The book itself is extremely well written, and even if you do not agree with its message, it is worth reading for the first person narratives of older Americans. These are very inspiring and interesting because many of the perspectives are ones that I would never have encountered otherwise and that give me a greater hopefulness for my own ability to continue to affect change in old age.

Rating: 5 stars
Summary: Absolutely first-rate job!
Review: Marc not only researches and writes well, his promising and timely message couldn't be better expressed than in Prime Time. In researching my second edition of How to Create Your Own Super Second Life, I've plowed through everything new in the second-life, retirement, future planning, and "giving worth to future years" field and this is the best book I've found so far. It's a shame I'm limited to five stars.

Gordon Burgett

Rating: 3 stars
Summary: Too depressing for me to finish
Review: The best of "Prime Time" in my opinion is in the absoulutely fantastic chapter called "A Year-Round Vacation," which brilliantly and entertainingly documents the life and accomplishments of Del Webb, the founder of the Sun Cities. The chapter brings to life the atmosphere of the late '50's relative to retirement, and traces the marketing concept that brings the "golden age" into reality for those who move to Sun City and others that follow. But it is as if the book drops off a cliff after that chapter, with the rest of it being an unconvincing, detail-laden, name-dropping, dull read that makes you wonder where all the fun went. Obviously, the author comes into the effort with heavy social-engineering baggage. His thesis appears to be that in your old age pouring one's heart and sole back into humanity, especially the youth, is infinitely better that chasing pleasurable pursuits as a full-time endeavor. I'm not convinced, and I don't like it when the author in proclaiming his thesis uses the pronoun "we" so forcefully. For example, "We must embark on a major marketing effort communicating that the aging of America is a great opportunity for individuals and society, a massive call to action that replaces the long-standing message that older adults are superfuluous." Can't you just see the active adults on their way to a concert, playing golf or tennis, or otherwise enjoying their day suddenly looking over and saying, "What's with the 'we' stuff, buddy? Do we get a vote, or are you making all the decisions for us?" Without the chapter on Del Webb, the book is a good read only for those whose vision is to save the world through the retired and elderly, with lots of money flowing into fat goverment-sponsored programs to make it "work." Freedman appears to be one of the new breed of prophets who are more than willing to give visionary direction to those nearing or in retirement, whether they want it or not. It's as if the graying of America is the new parade in town, and what could be better than to get in front of it before anyone else does? With all that senseless fun they are having, surely they will want to follow the new leader into the more meaningful direction of dedicated public service.

Rating: 1 stars
Summary: Save your money
Review: There are 3 books every older person should read and ponder. Marc Freedman's book Prime Time is one of them (The other titles are Another Country and Age-ing to Sage-ing).

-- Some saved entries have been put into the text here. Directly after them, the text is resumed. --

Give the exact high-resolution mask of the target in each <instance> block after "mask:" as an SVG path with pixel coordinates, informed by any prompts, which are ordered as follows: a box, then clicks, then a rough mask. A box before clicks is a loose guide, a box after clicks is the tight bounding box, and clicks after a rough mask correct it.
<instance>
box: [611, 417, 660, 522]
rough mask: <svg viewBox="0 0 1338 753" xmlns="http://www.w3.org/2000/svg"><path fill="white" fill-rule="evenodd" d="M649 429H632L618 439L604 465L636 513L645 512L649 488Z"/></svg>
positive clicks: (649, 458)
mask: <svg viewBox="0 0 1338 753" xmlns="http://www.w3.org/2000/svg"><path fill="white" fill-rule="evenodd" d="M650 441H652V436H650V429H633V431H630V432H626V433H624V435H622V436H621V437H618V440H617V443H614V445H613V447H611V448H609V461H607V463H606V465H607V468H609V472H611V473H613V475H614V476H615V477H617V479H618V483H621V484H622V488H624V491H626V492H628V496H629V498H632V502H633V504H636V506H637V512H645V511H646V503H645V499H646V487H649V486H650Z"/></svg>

Like the other authors, Freedman has done his homework and presents a positive alternative to seniors on golf courses. His recounting of the evolution of our changing attitudes towards elders is worth the book alone. But more than anything else, he portrays a picture of engaged, older citizens who make a difference to their community. This is a far better picture than the one the media portrays of "greedy geezers" or "selfish bluehairs".

Marc Freedman's call for investing in creating opportunities for senior citizen service is not only altruistic, it is essential if we are ever to weave together the fabric of our bickering populations.

Those who gave a negative view of this book quite frankly shocked me. Sadly they promote a very selfish portrait of older Americans at a time when we can least afford it. (Or they simply are poor readers with a heavy, negative agenda)

Buy this book, you will not be disappointed! It is easily worth 6 stars.

I hope someday to meet Mr. Freedman and personally thank him for advocating for a meaningful role for older citizens.